В полдень они отправились на ленч в паб. Николас уже начинал привыкать к легкости второго завтрака, но все еще высказывал недовольство.
— Что за глупые дети! — сказал он вдруг. — Если б они прислушались к советам родителей, наверняка остались бы живы! А у вас, в вашем мире, лелеют и пестуют подобных непослушных созданий!
— Какие еще дети?! — спросила она.
— Ну, эти, из пьесы. Жюльетта и… как его? — И он умолк, явно пытаясь вспомнить имя героя.
— Вы о «Ромео и Джульетте» говорите, что ли? — поинтересовалась Дуглесс. — Так вы «Ромео и Джульетту» читали?
— Именно так, — ответил он, — И более непокорных родительской воле созданий я в жизни не видывал! Эта пьеса должна послужить хорошим уроком для всех детей! Надеюсь, И теперь дети ее читают и учатся на этой истории!
— «Ромео и Джульетта» — пьеса о любви! — чуть не закричала Дуглесс. — И если бы родители героев не были столь недалекими и столь зашоренными, то…
— Недалекими?! — воскликнул он.
Ну, пошло-поехало, и во время ленча они только и делали, что продолжали спорить.
Позже, на обратном пути в библиотеку, Дуглесс спросила у Николаса, как умер его брат, Кристофер.
Останавливаясь и глядя в сторону, он ответил:
— В тот день мы должны были ехать с ним на охоту, но перед этим я, упражняясь в фехтовании, повредил руку. — Дуглесс увидела, как он морщится, потирая левое предплечье. — У меня до сих пор шрам. — Николас ненадолго замолчал, а затем вновь повернулся к ней и продолжил, но уже без каких бы то ни было признаков боли на лице, — Кристофер утонул. Из нас двоих, братьев, не один только я питал слабость к женщинам! Кит увидел, что в озере плавает красивая девушка, и приказал сопровождающим убраться и оставить его с нею наедине. Когда несколькими часами позже свита вернулась, они вытащили мертвого брата из озера.
— И что, никто так и не видел, что именно там произошло?
— Нет, никто. Кроме, может, той девушки, но мы так и не сумели ее отыскать.
Дуглесс некоторое время пребывала в задумчивости, затем сказала:
— Как странно, что ваш брат утонул и не осталось никаких свидетелей произошедшего, а всего лишь несколькими годами позже вас обвинили в измене! Все выглядит так, будто кто-то заранее нацелился на то, чтобы завладеть имуществом Стэффордов!

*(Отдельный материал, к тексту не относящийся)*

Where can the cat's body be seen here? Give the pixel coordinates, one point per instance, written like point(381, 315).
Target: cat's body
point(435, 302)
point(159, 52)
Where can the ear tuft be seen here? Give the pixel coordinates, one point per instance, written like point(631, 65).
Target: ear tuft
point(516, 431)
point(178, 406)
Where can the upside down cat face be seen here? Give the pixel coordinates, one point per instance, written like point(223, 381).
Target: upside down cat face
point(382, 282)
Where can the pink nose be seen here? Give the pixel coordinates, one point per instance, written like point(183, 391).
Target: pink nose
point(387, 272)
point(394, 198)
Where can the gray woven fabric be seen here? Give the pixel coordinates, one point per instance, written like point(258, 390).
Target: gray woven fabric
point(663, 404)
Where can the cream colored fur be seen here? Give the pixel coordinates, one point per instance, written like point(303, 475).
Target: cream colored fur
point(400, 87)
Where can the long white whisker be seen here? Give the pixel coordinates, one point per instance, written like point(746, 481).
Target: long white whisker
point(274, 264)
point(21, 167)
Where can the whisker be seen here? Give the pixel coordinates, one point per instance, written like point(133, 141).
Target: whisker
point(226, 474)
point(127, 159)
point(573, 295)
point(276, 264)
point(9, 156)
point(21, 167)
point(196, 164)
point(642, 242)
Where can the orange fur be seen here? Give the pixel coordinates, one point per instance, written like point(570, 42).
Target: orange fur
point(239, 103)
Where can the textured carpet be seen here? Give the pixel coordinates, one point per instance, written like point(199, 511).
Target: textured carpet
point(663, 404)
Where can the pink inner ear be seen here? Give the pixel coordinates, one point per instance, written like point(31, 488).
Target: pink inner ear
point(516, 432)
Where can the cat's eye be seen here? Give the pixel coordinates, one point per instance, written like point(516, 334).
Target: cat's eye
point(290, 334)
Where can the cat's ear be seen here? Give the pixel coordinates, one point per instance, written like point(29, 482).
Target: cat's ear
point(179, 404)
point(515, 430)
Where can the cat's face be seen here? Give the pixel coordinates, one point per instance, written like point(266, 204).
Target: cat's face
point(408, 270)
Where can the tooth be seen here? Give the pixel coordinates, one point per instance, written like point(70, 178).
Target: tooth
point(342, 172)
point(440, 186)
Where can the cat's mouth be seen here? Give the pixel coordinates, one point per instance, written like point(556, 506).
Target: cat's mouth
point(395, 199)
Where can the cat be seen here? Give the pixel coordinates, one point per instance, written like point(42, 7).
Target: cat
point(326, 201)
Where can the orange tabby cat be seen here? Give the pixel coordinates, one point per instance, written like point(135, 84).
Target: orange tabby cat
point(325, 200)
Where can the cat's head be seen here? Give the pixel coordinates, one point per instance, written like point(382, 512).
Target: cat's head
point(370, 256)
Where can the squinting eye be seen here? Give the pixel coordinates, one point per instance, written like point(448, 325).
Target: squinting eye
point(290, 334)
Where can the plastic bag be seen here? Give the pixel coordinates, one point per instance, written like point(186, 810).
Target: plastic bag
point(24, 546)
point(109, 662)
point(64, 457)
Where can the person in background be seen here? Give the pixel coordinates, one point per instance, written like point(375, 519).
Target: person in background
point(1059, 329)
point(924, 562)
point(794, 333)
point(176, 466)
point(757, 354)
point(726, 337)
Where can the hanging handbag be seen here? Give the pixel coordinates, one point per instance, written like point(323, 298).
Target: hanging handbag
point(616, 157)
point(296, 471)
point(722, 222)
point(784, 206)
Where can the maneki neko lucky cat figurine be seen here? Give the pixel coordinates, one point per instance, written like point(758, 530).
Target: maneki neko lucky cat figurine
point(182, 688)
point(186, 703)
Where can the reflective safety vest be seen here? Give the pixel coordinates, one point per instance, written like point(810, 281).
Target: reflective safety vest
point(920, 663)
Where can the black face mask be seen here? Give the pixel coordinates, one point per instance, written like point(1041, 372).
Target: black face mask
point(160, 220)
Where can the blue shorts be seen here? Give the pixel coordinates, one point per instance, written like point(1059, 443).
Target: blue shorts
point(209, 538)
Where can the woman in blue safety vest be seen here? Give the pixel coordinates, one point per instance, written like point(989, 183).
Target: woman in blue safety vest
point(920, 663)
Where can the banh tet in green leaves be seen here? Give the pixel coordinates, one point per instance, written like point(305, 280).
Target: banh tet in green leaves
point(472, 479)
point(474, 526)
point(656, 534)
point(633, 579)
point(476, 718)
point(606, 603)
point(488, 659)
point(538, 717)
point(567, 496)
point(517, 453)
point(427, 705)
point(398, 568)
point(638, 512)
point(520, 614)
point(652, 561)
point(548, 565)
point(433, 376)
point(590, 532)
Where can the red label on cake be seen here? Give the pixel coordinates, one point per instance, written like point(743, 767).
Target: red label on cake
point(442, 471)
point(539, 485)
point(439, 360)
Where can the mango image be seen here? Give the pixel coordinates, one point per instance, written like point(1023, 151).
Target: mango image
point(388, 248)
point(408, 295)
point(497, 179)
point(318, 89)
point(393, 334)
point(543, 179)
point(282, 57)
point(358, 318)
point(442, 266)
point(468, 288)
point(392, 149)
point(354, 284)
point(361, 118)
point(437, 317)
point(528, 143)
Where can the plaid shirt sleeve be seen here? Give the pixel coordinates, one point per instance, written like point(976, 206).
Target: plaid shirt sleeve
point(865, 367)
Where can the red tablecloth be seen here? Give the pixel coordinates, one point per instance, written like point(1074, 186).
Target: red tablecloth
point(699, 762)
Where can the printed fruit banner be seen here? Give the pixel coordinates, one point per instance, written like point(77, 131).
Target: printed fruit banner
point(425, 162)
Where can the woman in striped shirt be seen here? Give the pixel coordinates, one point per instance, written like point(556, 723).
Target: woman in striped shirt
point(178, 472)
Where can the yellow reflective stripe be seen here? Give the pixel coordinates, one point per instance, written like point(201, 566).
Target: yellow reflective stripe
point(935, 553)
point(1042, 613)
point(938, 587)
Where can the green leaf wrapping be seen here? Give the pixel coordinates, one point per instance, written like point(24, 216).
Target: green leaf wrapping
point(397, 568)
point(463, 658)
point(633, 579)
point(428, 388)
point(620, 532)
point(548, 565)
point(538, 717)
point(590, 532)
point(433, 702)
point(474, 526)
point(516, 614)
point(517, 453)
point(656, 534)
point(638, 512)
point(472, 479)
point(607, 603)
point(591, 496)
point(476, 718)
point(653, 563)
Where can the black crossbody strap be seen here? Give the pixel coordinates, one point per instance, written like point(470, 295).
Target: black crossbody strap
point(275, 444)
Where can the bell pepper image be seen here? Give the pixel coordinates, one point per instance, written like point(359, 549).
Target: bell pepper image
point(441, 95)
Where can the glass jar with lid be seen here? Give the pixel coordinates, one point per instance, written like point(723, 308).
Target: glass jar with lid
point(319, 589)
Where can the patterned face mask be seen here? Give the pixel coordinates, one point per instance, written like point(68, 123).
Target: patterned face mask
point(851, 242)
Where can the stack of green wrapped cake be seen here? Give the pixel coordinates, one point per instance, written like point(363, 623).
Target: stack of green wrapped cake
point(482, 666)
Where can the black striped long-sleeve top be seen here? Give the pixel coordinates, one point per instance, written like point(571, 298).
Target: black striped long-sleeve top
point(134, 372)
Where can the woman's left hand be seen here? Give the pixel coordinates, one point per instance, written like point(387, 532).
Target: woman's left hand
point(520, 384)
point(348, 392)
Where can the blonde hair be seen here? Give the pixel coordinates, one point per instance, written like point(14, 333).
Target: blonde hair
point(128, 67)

Николас переменился в лице, и в обращенном к ней взгляде появилось выражение, которое обычно бывает у мужчин, когда женщина при них вдруг сообщает о чем-то, что им самим и в голову не приходило, — как если бы случилось что-то абсолютно невероятное!
— А кто должен был наследовать после вас? — размышляла вслух Дуглесс. — Должно быть, ваша дражайшая и любимейшая Летиция, да? — И она тут же закусила губу, жалея о том, что не сумела сдержать в голосе ноток ревности.
Но Николас, похоже, не обратил на ее тон никакого внимания.
— Летиция? — переспросил он. — Нет, у нее были свои владения, когда она выходила замуж, а все богатство Стэффордов с моей кончиной она бы утратила! Я наследовал Киту, но, могу вас в том заверить, смерти его я не желал!
— Что, чрезмерно много ответственности, да? — ехидно спросила Дуглесс. — Ну, конечно, статус графа и лорда, несомненно, ложится на носителя тяжким бременем!
Бросив на нее гневный взгляд, он вскричал:
— Разумеется, вы предпочитаете верить этим вашим историческим трудам! Ну, хорошо, пойдемте! Вы должны еще почитать и выяснить, кто же все-таки предал меня тогда!
Весь остаток дня Дуглесс только и делала, что читала, пока Николас заливался смехом над шекспировским «Венецианским купцом», однако каких-то новых сведений ей обнаружить не удалось.